'O Amapá não precisa desmatar para desenvolver sua economia'

ENTREVISTAS

, O Estado de S.Paulo

26 Outubro 2010 | 00h00

Lucas Barreto

CANDIDATO PELO PTB

Como fazer para aumentar a renda do Estado?

O Amapá depende hoje de 75% de transferências da União, em especial do Fundo de Participação dos Estados (FPE). Não é necessário aumentar as alíquotas de impostos para ampliar as receitas do Estado. O governo podem aumentar a arrecadação com ampliação da base contribuinte, por exemplo, com os empreendimentos hidrelétricos em andamento; projetos sídero-minerais; a criação da Zona Franca de Macapá e Santana e da Zona de Processamento de Exportação; atração de investimentos e estímulo ao empreendedorismo. Além disso, nosso governo será de austeridade e de gestão eficaz dos gastos.

Qual a estratégia principal para o seu governo?

Nossas propostas estão alicerçadas em quatro eixos. Um é a gestão, em que vamos combater a corrupção com fortalecimento da auditoria e do controle social. Depois, vamos estimular o desenvolvimento criando um ambiente favorável aos negócios e fortalecendo micro e pequenas empresas com o programa "Compre da gente". Na infraestrutura, vamos destinar 1% do orçamento para construção de casas populares e fazer chegar água tratada a todos os lares amapaenses. Por fim, na área social, vamos construir um novo hospital metropolitano para servir Macapá e Santana, criar o cursinho pré-vestibular gratuito e humanizar o acesso aos programas sociais.

Há alguma ideia para se ter uma economia sustentável?

O Amapá não precisa desmatar para se desenvolver, aliás, é o Estado da Brasil com menor área desmatada e com o menor ritmo de desflorestamento.

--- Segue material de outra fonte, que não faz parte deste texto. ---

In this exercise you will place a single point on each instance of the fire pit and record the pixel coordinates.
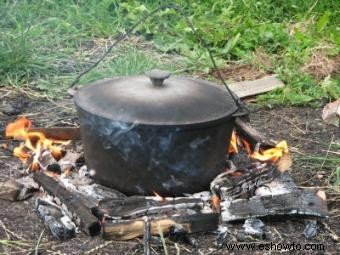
(255, 184)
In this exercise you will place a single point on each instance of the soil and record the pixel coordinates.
(303, 128)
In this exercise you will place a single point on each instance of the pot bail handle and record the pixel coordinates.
(157, 76)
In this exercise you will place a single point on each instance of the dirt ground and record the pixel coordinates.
(301, 127)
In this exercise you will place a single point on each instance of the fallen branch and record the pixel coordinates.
(79, 206)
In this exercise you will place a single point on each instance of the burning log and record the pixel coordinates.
(12, 190)
(79, 206)
(251, 135)
(286, 200)
(134, 207)
(238, 184)
(59, 133)
(60, 225)
(129, 229)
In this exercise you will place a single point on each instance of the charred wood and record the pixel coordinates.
(15, 191)
(129, 229)
(134, 207)
(60, 225)
(59, 133)
(79, 206)
(239, 184)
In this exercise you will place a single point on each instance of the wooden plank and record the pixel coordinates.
(129, 229)
(250, 88)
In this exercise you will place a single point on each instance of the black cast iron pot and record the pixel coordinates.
(154, 133)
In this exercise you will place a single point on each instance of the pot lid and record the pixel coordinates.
(156, 99)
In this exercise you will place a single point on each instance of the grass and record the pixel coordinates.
(329, 163)
(45, 44)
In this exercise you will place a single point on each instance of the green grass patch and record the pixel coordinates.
(47, 43)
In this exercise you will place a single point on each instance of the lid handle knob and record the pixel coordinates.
(157, 76)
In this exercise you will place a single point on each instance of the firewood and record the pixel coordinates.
(15, 191)
(59, 133)
(133, 207)
(129, 229)
(226, 185)
(75, 203)
(301, 202)
(251, 135)
(9, 190)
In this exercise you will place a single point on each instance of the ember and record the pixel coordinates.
(272, 154)
(34, 143)
(254, 180)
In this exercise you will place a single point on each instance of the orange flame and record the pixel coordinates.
(233, 146)
(34, 142)
(272, 154)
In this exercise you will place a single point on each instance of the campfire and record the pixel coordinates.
(255, 184)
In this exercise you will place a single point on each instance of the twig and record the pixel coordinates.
(146, 238)
(39, 239)
(97, 248)
(5, 95)
(334, 236)
(9, 231)
(329, 147)
(162, 239)
(332, 152)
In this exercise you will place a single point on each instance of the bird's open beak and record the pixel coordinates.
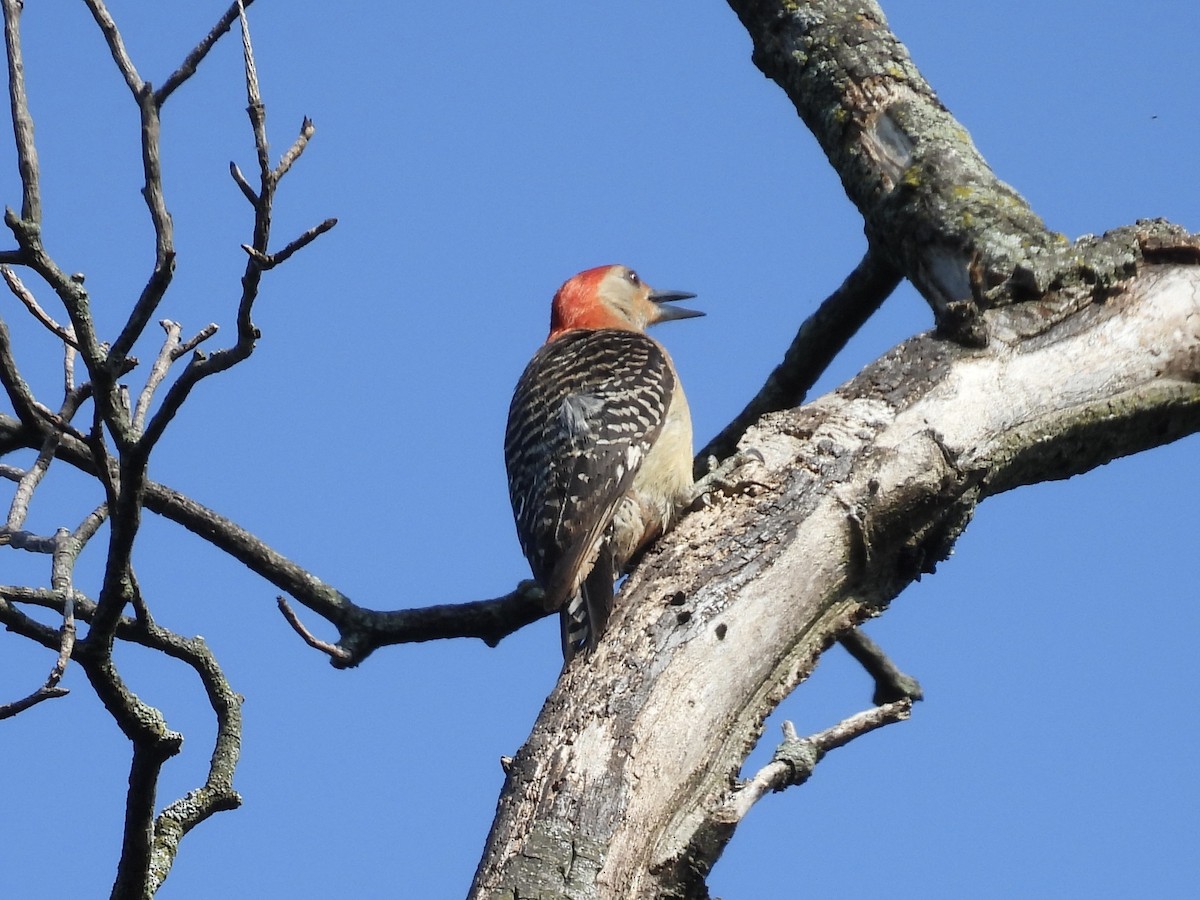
(665, 313)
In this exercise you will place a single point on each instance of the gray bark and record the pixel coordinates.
(1050, 358)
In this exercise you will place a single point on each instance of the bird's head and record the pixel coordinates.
(612, 297)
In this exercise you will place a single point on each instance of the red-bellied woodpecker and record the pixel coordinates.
(598, 445)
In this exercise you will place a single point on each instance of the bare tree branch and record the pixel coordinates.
(822, 336)
(22, 293)
(193, 59)
(796, 759)
(115, 45)
(22, 121)
(891, 684)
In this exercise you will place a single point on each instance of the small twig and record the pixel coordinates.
(65, 551)
(90, 525)
(22, 293)
(244, 184)
(891, 684)
(19, 508)
(820, 340)
(24, 405)
(203, 335)
(193, 59)
(269, 261)
(333, 651)
(22, 121)
(115, 45)
(255, 97)
(306, 131)
(69, 357)
(157, 371)
(797, 757)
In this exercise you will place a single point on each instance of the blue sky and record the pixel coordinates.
(475, 159)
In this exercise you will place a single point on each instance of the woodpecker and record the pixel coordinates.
(598, 444)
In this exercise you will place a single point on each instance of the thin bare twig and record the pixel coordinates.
(255, 107)
(193, 59)
(22, 293)
(243, 184)
(891, 684)
(22, 399)
(331, 649)
(306, 131)
(157, 371)
(22, 121)
(19, 508)
(115, 45)
(797, 757)
(820, 340)
(190, 345)
(63, 561)
(269, 261)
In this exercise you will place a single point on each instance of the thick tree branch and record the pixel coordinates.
(927, 196)
(867, 489)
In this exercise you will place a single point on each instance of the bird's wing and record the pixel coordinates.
(586, 412)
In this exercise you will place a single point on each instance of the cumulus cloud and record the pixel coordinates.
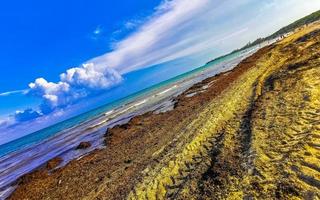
(74, 84)
(26, 115)
(177, 28)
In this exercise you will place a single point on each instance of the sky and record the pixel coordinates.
(61, 58)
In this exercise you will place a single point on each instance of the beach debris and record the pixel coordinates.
(84, 145)
(53, 163)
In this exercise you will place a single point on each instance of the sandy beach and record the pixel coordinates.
(251, 132)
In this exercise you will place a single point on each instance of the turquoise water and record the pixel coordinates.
(46, 133)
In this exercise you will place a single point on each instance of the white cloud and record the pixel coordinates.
(74, 84)
(12, 92)
(176, 29)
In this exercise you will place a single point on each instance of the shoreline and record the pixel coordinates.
(161, 101)
(213, 85)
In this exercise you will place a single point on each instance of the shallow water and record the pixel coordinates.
(28, 153)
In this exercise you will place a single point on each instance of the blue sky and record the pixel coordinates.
(56, 54)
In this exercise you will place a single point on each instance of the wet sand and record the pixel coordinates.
(252, 132)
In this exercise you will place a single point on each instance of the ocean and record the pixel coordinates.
(23, 155)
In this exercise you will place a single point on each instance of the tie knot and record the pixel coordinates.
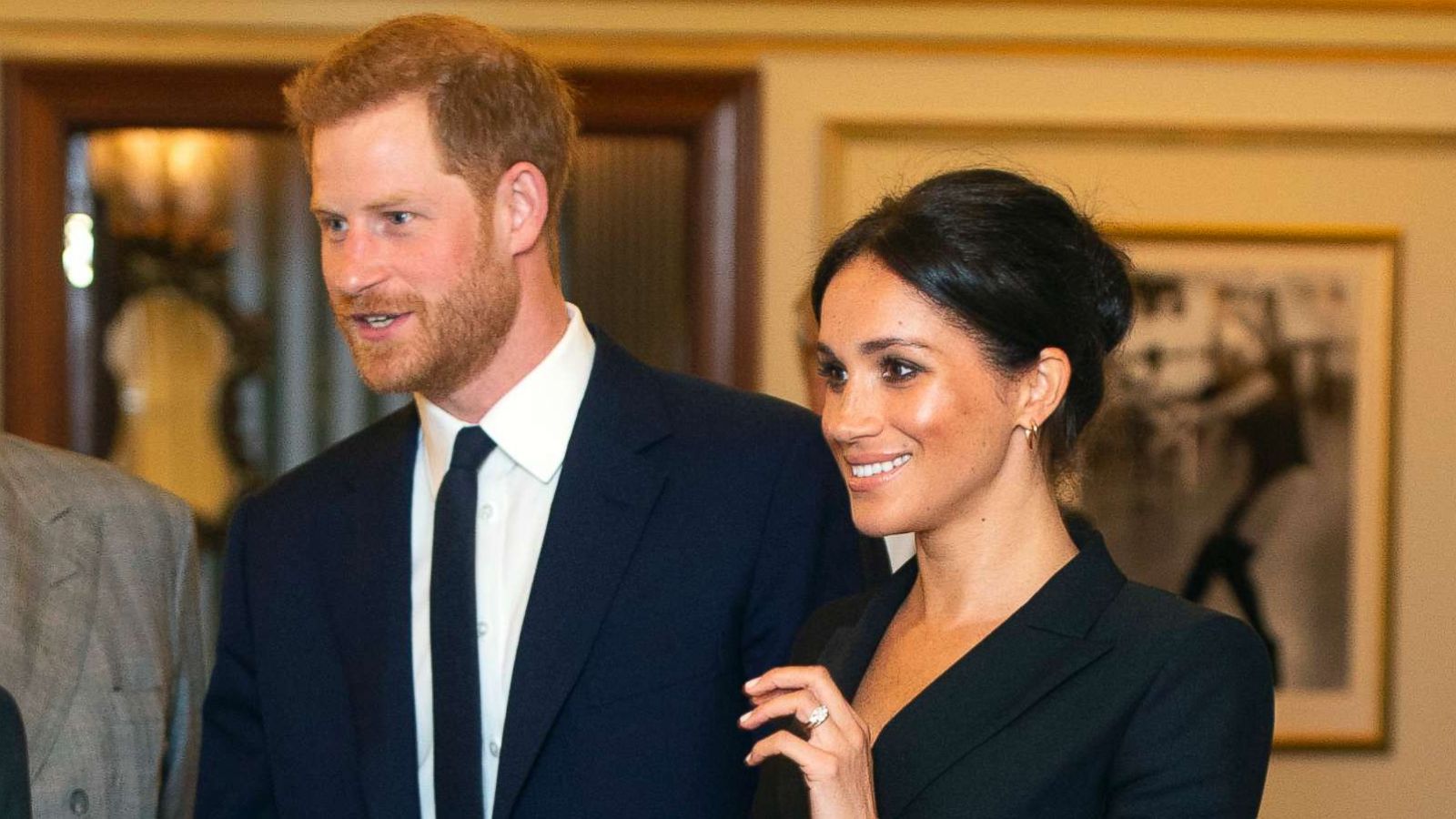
(472, 445)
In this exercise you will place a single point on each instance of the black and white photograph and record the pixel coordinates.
(1249, 389)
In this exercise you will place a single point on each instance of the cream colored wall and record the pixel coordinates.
(1336, 70)
(1298, 145)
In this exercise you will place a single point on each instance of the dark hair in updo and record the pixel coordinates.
(1014, 264)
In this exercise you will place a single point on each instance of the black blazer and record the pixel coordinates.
(692, 532)
(1099, 697)
(15, 773)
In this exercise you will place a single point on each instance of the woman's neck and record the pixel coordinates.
(985, 564)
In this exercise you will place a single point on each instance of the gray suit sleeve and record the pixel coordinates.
(184, 712)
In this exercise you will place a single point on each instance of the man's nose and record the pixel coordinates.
(354, 264)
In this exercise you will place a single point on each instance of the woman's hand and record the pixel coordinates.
(834, 758)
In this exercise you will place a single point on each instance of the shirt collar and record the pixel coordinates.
(531, 423)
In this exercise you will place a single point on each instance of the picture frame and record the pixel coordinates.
(1242, 455)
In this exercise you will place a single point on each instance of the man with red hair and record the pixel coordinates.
(536, 591)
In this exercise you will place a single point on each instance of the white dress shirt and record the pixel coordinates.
(531, 426)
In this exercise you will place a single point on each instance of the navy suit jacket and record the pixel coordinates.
(15, 771)
(692, 531)
(1098, 698)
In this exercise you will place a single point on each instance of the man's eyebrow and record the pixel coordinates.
(383, 203)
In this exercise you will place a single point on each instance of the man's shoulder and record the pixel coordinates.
(385, 442)
(703, 409)
(85, 481)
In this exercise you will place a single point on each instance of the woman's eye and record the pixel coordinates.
(832, 373)
(899, 372)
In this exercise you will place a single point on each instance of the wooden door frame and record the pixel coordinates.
(47, 102)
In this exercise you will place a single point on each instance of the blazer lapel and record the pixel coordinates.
(1034, 652)
(606, 491)
(369, 592)
(57, 560)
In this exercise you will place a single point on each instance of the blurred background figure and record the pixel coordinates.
(99, 636)
(1254, 394)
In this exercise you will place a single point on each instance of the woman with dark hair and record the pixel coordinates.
(1009, 669)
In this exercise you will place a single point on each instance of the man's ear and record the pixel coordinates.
(521, 206)
(1043, 387)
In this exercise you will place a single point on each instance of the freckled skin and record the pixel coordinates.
(931, 395)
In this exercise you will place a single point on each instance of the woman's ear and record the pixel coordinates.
(1043, 387)
(523, 205)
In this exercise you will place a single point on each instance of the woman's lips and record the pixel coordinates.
(866, 472)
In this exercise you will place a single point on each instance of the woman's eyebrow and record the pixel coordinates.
(880, 344)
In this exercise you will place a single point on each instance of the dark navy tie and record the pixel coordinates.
(453, 647)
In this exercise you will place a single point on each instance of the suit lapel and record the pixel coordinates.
(1034, 652)
(56, 562)
(370, 605)
(606, 491)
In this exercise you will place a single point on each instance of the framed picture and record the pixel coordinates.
(1242, 457)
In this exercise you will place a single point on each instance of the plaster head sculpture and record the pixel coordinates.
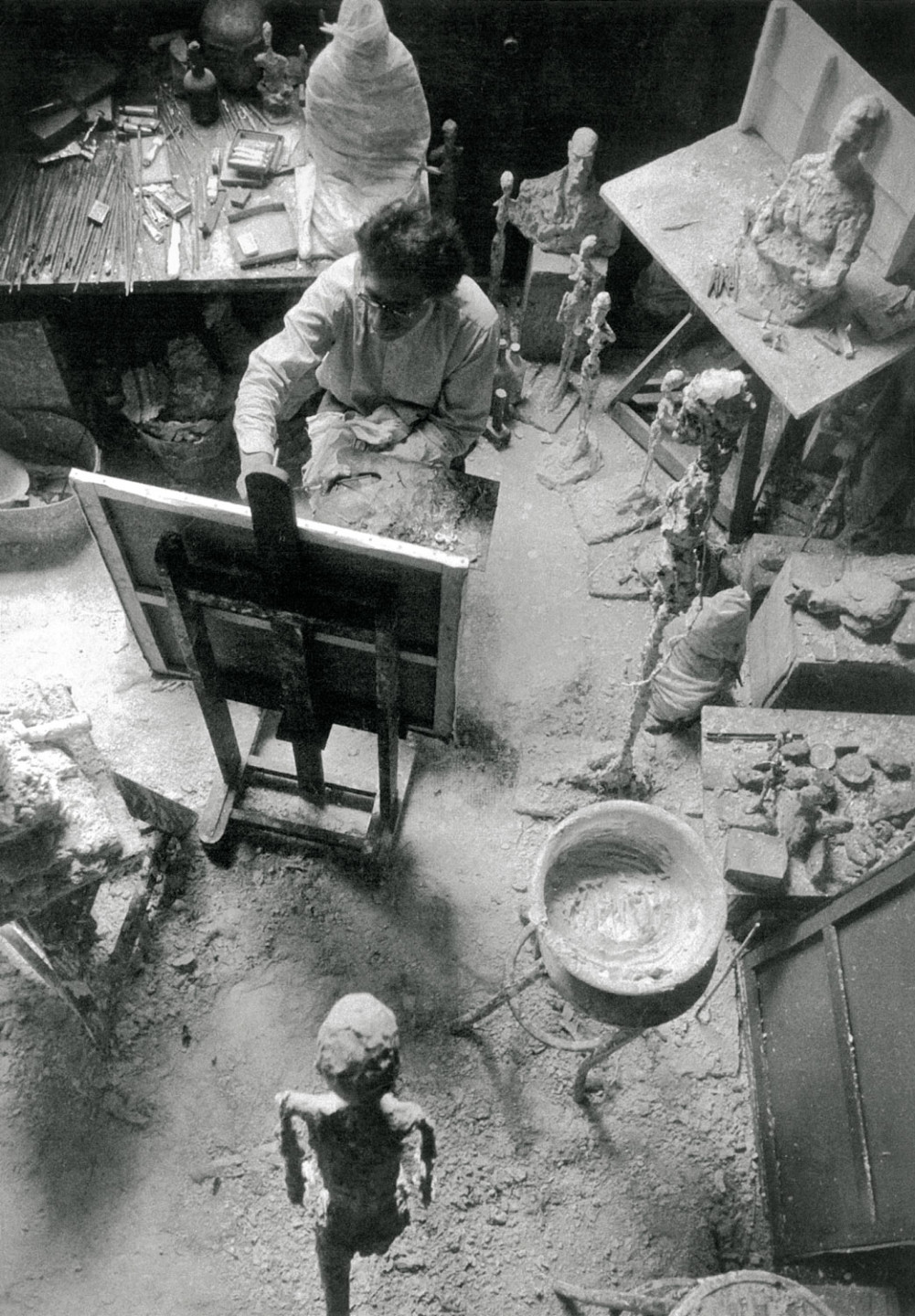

Nossas propostas de desenvolvimento econômico, no campo e na cidade, são orientadas pelo respeito ao meio ambiente.

Se governo vai intensificar algum tipo de política diferenciada em relação a educação, saúde ou habitação?

Duas importantes propostas sociais têm se destacado nesta campanha: a construção de um novo sistema de captação e tratamento de água no Rio Pedreira, que apresenta qualidade de água superior à do Amazonas; e a criação da Companhia Estadual de Habitação e destinação de 1% do orçamento (aproximadamente R$ 28 milhões) para a construção de casas populares.

O apoio aos candidatos presidenciáveis, em segundo turno, será importante em que sentido?

No Amapá, a questão perde importância porque ambos os candidatos declararam apoio a Dilma. Acredito que tanto Dilma quanto Serra serão parceiros do Amapá a partir de janeiro.